Fixing Common WordPress Security Issues

Trying to fix WordPress security issues? Here’s a guide to fix common issues and concerns you might be having about your WordPress website.

Getting an SSL certificate

WordPress website showing as “not secure”?

Is your WordPress website showing as “not secure” in browsers such as Google Chrome? This is because you need an SSL certificate.

An SSL certificate encrypts the session between the user’s browser and your website’s server. We especially recommend getting an SSL certificate for websites that require inputs of data by the user, directly into the website. This would include having data-captures, contact forms, login forms and e-commerce transactions, etc. on your website.

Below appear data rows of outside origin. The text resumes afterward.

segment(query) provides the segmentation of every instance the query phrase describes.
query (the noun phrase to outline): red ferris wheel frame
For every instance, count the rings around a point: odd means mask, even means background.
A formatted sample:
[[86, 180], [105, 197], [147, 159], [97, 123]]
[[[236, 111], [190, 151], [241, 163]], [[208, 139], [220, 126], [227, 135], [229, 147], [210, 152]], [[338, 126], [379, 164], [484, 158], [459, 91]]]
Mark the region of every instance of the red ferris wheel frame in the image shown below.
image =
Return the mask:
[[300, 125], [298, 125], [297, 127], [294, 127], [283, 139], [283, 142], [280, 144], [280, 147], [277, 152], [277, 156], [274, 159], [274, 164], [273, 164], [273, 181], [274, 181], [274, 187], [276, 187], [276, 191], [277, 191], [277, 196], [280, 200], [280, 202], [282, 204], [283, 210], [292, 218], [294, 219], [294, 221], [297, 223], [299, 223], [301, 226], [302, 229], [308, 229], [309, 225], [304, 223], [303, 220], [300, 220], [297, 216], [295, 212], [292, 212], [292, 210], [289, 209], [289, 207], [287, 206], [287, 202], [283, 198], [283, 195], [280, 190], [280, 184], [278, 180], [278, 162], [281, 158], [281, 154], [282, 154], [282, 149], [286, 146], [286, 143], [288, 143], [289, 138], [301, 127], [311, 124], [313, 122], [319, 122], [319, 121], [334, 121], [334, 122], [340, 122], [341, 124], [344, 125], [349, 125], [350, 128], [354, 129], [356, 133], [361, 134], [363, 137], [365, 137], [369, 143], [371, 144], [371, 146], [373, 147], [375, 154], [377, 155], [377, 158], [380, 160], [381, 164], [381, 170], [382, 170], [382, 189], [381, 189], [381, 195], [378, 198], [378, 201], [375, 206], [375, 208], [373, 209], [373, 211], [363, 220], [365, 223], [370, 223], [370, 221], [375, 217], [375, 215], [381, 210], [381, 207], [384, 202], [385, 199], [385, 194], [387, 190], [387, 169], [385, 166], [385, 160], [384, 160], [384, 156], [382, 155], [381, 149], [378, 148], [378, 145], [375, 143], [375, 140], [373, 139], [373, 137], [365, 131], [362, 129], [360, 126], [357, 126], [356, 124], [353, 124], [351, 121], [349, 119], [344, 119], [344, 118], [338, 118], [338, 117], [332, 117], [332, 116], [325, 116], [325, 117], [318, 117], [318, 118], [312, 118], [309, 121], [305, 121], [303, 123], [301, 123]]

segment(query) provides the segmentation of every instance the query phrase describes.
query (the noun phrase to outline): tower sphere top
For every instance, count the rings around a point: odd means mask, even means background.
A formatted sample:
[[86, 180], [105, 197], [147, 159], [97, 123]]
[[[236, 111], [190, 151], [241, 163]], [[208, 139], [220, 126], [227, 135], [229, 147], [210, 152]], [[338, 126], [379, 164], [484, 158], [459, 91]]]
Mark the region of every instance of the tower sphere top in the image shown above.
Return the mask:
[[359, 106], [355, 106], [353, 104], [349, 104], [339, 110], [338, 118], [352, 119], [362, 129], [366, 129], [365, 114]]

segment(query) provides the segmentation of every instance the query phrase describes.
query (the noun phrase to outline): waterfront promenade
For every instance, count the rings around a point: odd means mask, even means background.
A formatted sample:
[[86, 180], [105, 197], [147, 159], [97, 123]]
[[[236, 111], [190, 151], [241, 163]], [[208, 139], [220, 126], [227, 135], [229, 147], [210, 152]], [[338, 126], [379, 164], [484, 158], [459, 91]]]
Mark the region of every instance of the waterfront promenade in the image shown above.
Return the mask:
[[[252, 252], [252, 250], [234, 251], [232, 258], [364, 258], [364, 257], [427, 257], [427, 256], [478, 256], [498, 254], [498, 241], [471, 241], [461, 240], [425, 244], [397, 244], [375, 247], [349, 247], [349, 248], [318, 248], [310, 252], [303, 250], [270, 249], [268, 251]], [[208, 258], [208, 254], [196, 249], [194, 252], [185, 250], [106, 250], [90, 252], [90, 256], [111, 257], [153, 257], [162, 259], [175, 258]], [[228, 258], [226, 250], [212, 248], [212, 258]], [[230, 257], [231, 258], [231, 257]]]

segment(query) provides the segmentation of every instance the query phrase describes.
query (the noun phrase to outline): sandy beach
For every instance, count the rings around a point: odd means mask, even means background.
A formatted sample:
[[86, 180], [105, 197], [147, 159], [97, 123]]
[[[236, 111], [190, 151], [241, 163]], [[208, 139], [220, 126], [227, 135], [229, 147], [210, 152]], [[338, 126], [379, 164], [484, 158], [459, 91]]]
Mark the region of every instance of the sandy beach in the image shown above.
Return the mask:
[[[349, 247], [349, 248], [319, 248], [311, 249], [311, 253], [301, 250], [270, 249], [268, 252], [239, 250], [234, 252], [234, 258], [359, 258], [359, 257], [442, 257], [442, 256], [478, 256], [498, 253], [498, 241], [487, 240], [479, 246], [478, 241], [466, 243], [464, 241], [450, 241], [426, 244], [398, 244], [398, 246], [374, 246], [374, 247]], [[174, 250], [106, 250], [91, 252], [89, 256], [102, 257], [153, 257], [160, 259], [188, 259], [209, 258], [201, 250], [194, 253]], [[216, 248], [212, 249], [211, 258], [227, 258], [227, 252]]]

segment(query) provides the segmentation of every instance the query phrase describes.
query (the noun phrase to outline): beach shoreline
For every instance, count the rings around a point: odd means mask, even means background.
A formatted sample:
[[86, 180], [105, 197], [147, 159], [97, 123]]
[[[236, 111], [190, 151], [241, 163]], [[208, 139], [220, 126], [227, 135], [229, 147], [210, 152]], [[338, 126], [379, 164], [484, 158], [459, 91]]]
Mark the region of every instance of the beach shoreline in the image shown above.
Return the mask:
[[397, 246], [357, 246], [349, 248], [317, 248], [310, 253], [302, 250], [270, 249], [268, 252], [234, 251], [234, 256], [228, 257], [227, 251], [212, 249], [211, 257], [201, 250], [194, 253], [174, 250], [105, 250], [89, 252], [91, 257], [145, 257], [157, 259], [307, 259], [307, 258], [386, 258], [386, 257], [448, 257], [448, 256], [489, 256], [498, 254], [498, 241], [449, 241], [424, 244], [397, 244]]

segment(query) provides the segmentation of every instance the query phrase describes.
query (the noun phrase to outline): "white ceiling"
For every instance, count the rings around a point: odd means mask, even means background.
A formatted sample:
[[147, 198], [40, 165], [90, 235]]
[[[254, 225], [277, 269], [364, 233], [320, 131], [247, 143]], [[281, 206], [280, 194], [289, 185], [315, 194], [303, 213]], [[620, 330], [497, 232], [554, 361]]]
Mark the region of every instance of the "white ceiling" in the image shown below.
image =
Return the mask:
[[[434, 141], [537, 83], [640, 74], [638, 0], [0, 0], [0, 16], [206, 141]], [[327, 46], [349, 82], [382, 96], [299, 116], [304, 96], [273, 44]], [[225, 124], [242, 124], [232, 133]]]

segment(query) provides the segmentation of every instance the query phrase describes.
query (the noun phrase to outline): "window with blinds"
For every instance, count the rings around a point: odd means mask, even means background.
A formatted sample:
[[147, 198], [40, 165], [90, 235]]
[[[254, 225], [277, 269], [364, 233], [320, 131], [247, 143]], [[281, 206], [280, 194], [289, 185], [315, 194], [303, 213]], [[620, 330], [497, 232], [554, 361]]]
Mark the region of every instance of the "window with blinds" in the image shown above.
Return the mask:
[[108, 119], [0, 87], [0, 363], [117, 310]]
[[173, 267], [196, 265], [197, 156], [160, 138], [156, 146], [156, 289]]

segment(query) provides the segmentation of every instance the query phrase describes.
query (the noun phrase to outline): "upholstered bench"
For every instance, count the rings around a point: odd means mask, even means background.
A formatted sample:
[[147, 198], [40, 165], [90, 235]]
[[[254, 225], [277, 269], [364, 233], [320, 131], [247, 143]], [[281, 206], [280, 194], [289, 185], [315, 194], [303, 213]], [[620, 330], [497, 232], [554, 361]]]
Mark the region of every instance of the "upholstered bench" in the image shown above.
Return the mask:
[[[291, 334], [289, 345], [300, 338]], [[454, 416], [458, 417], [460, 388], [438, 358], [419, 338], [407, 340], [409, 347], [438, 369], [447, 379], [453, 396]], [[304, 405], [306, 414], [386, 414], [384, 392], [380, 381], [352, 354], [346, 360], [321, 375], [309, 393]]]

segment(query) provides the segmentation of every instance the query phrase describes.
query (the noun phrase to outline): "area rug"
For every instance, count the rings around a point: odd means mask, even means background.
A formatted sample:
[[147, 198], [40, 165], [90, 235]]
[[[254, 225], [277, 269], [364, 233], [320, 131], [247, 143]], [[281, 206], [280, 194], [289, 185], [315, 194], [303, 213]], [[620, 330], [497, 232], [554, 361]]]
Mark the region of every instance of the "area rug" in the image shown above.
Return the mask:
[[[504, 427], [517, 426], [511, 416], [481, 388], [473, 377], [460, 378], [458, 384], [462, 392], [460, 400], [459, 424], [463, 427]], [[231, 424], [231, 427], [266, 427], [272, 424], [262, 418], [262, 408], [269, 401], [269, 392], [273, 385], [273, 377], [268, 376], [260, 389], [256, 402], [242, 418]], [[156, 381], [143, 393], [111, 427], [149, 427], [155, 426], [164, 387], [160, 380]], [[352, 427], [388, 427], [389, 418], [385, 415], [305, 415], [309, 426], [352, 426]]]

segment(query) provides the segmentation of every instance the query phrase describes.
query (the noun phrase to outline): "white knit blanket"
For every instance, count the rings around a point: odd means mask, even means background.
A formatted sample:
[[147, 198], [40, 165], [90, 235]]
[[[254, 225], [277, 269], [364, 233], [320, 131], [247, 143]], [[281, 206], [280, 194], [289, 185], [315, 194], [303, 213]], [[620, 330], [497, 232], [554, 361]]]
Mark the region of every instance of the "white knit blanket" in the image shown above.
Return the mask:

Enabling your free Let’s Encrypt SSL certificate in cPanel

To fix this common WordPress security issue you should check with your server if it offers an SSL certificate. Most servers that host websites on Linux-based servers provide SSL certificates for free through Let’s Encrypt inside your cPanel — you just have to enable them using the guide below.

  1. On your Linux-based server, sign into your cPanel account.
  2. Navigate to the shortcut titled Let’s Encrypt [if your server hasn’t disabled this].
  3. Issue the SSL certificate to your chosen domain under this account.
  4. Follow this guide on enabling your SSL on your WordPress website.

Free Let’s Encrypt SSL hosting providers list

We’ve compiled a list of the free SSL hosting providers that let you use Let’s Encrypt’s SSL service for free on your hosting server.

  1. 1&1 Hosting
  2. Dreamhost
  3. SiteGround
  4. Krystal
  5. WP Engine

Please note: by purchasing any service from the above list of hosting providers does not guarantee that you’ll receive an SSL certificate for free. Please be sure to check with them first.

HTTPS shows but it’s not green

If your website’s HTTPS symbol is showing but it’s not showing the green padlock, there’s possibly some insecure content on the current page.

To fix this, you can either install a plugin to fix this as shown in this guide or manually change the HTTP links into HTTPS.

Allow automatic core updates for security

WordPress often releases updates to its core files. These minor updates generally contain bug fixes that cover WordPress security issues.

You can allow these automatic updates by following the steps below:

  1. Use an FTP to access your WordPress server.
  2. Navigate to your WordPress installation path and find the file called wp-config.php.
  3. Search this file for WP_AUTO_UPDATE_CORE. and make sure that the value is set to true, which will then enable this security feature of automatic updates.

If WP_AUTO_UPDATE_CORE is not set at all, then you can copy and paste the code below into your wp-config.php file:

define( 'WP_AUTO_UPDATE_CORE', true );

Disable the file editor

The file editor which is located under Appearance > Editor and Plugin > Editor allow your logged-in administrator level accounts to edit theme and plugin files located directly on your server.

One wrong line of code can often disable the full website from working, so it’s best if you disable this functionality and only access files directly by using an FTP client.

You can disable the editor by following the steps below:

  1. Use an FTP to access your WordPress server.
  2. Navigate to your WordPress installation path and find the file called wp-config.php.
  3. Copy and paste the code below into your wp-config.php file.
define( 'DISALLOW_FILE_EDIT',true );

Changing the default database prefix from "wp_"

WordPress as default uses database prefixes such as wp_, which can easily be guessed by a hacker trying to send SQL queries in order to target databases names as the suffixes of all WordPress installations share the same names.

You can set this at the start of your WordPress installation so that your WordPress website is more secure. However, if you’re looking to fix your current WordPress installation, you can do this manually by using the steps below:

  1. Use an FTP to access your WordPress server.
  2. Navigate to your WordPress installation path and find the file called wp-config.php.
  3. Find the $table_prefix variable and replace its value to something more secure than wp_.
  4. Sign into your cPanel hosting account and navigate to phpMyAdmin.
  5. From the left sidebar, click your database and select the first table.
  6. Click Operations.
  7. Type a new name under the Rename table field, using your new secure database prefix and the same table suffix (e.g. newPrefix_sameSuffix).
  8. Click Go and repeat these steps for each table under this WordPress database.

Please note: It’s important to first back up your files and database in case something goes wrong!